Dia tidak bisa bersikap baik.

Apakah dia terus-menerus meneteskan air liur ke seluruh tubuh Anda? Apakah dia tipe pria yang akan mencoba bertingkah seperti douchebag di tengah restoran mewah? Apakah dia spaz out? Jika demikian, Anda tidak ingin menjalin hubungan dengan pria ini. Dia akan mempermalukan Anda di saat-saat terburuk, dan itu akan membuat orang mempertanyakan selera Anda terhadap pria.



Anda tidak dapat menganggapnya serius meskipun Anda telah mencobanya.

Jika dia menghabiskan setiap malam di klub, membicarakan tentang menjadi playboy dan bertingkah seperti orang paling tidak dewasa di dunia, dia bukanlah bahan untuk menjalin hubungan.
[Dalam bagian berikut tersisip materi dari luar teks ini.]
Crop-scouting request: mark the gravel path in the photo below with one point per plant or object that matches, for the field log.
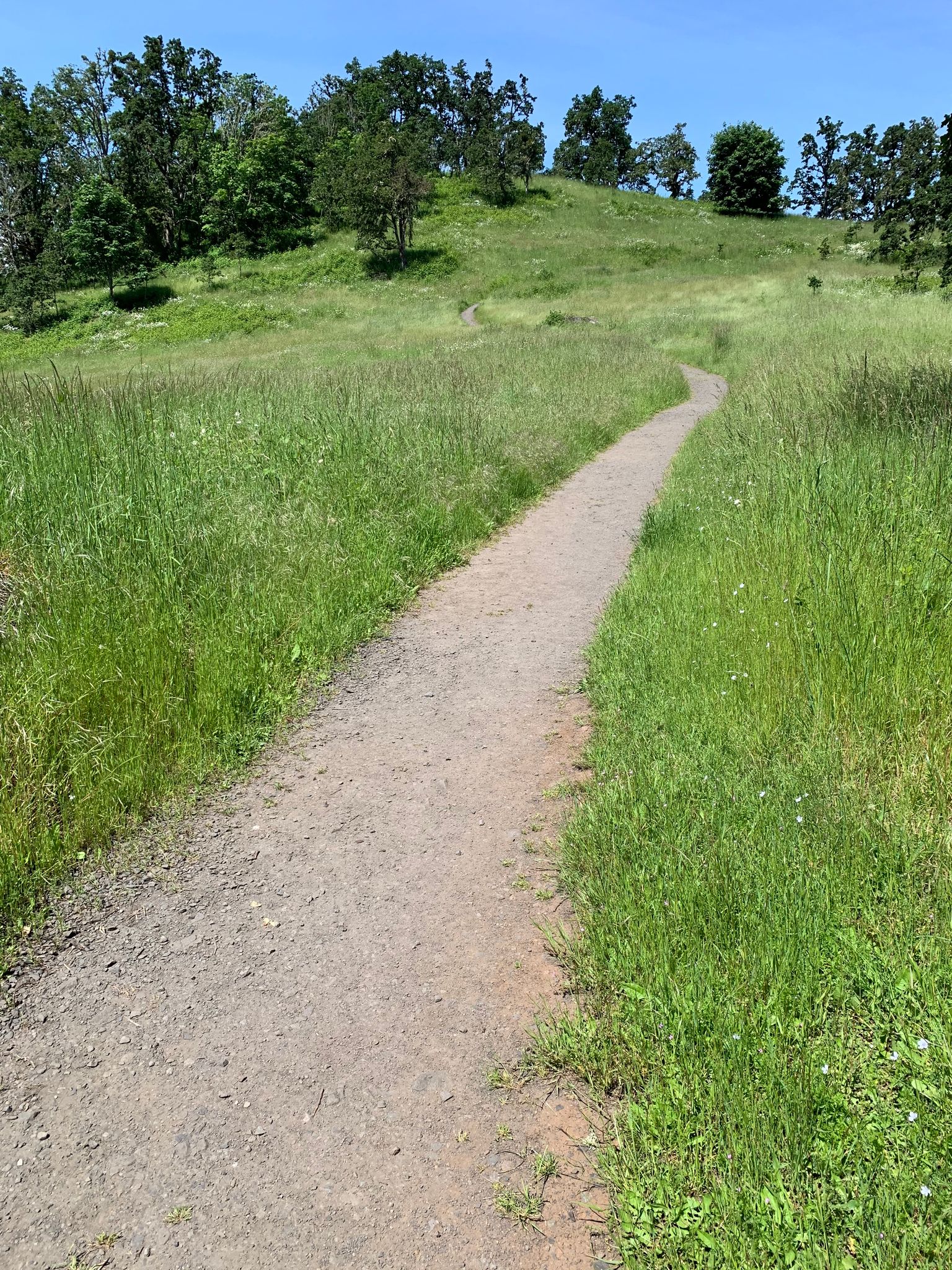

Bahkan jika dia mengatakan dia menginginkan seorang pacar, faktanya dia jelas belum siap untuk sebuah hubungan yang nyata.

Dia tidak mengirim pesan atau menelepon terlalu sering.

Jika dia berpikir bahwa tidak mengirim pesan dan menelepon itu baik-baik saja, dia bukan materi hubungan. Kebanyakan pria yang benar-benar menginginkan hubungan akan menelepon Anda secara teratur, dan juga sering mengirim pesan. Jika dia tidak bisa melakukan itu, maka dia tidak benar-benar mampu untuk menjalin hubungan.